Our quantitative and qualitative results show that:
We can predict meaningful forces from videos whose effects lead to accurate imitation of the motions observe.
By jointly optimizing for contact point and force prediction, we can improve the performance on both tasks in comparison to independent training.
We can learn a representation from this model that generalizes to novel objects using few shot examples.
Watching the World Go By: Representation Learning from Unlabeled Videos
D Gordon, K Ehsani, D Fox, A Farhadi
Recent single image unsupervised representation learning techniques show remarkable success on a variety of tasks.
The basic principle in these works is instance discrimination: learning to differentiate between two augmented versions of the same image
and a large batch of unrelated images. Networks learn to ignore the augmentation noise and extract semantically meaningful representations.
Prior work uses artificial data augmentation techniques such as cropping, and color jitter which can only affect the image in superficial ways
and are not aligned with how objects actually change e.g. occlusion, deformation, viewpoint change. In this paper, we argue that videos offer this
natural augmentation for free. Videos can provide entirely new views of objects, show deformation, and even connect semantically similar but visually
distinct concepts. We propose Video Noise Contrastive Estimation, a method for using unlabeled video to learn strong, transferable single image representations.
We demonstrate improvements over recent unsupervised single image techniques, as well as over fully supervised ImageNet pretraining, across a variety
of temporal and non-temporal tasks.
Learning to Learn how to Learn: Self-Adaptive Visual Navigation using Meta-Learning
M Wortsman, K Ehsani, M Rastegari, A Farhadi and R Mottaghi (CVPR19, Oral Presentation)

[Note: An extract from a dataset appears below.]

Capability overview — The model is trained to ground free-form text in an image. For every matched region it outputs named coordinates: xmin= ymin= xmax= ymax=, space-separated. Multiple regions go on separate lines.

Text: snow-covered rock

There is a lot to learn about a task by actually attempting it! Learning is continuous, i.e. we learn as we perform. Traditional navigation approaches freeze the model during inference (top row in the intuition figure above). In this paper, we propose a self-addaptive agent for visual navigation that learns via self-supervised interaction with the environment (bottom row in the intuition figure above).
SAVN is a network that
Learns to adapt to new environments without any explicit supervision,
Uses meta-reinforcement learning approach where an agent learns a self-supervised
interaction loss that encourages effective navigation,
And shows major improvements in both success rate and SPL for visual navigation in novel scenes.

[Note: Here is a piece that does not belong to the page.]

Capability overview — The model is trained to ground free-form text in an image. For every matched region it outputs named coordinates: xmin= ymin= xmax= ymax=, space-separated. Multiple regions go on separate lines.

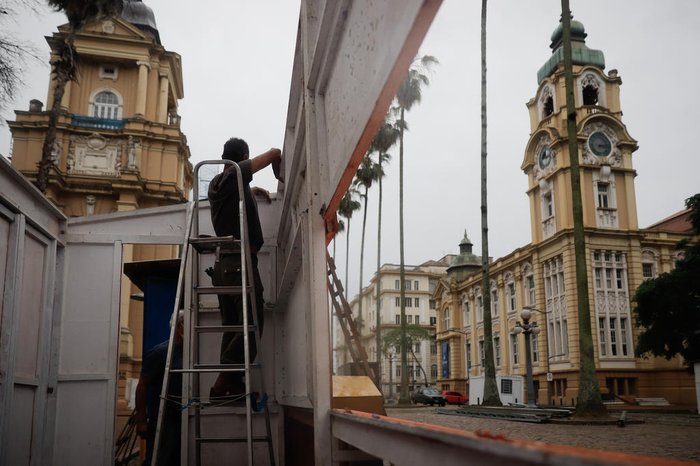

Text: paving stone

K Ehsani, R Mottaghi, A Farhadi (CVPR18, spotlight)
Humans have strong ability to make inferences about the appearance of the invisible and occluded parts of scenes. For example, when we look at the scene on the left we can make predictions about what is behind the coffee table, and can even complete the sofa based on the visible parts of the sofa, the coffee table, and what we know
in general about sofas and coffee tables and how they occlude each other.
SeGAN can learn to
Generate the appearance of the occluded parts of objects,
Segment the invisible parts of objects,
Although trained on synthetic photo realistic images reliably segment natural images,
By reasoning about occluder-occludee relations infer depth layering.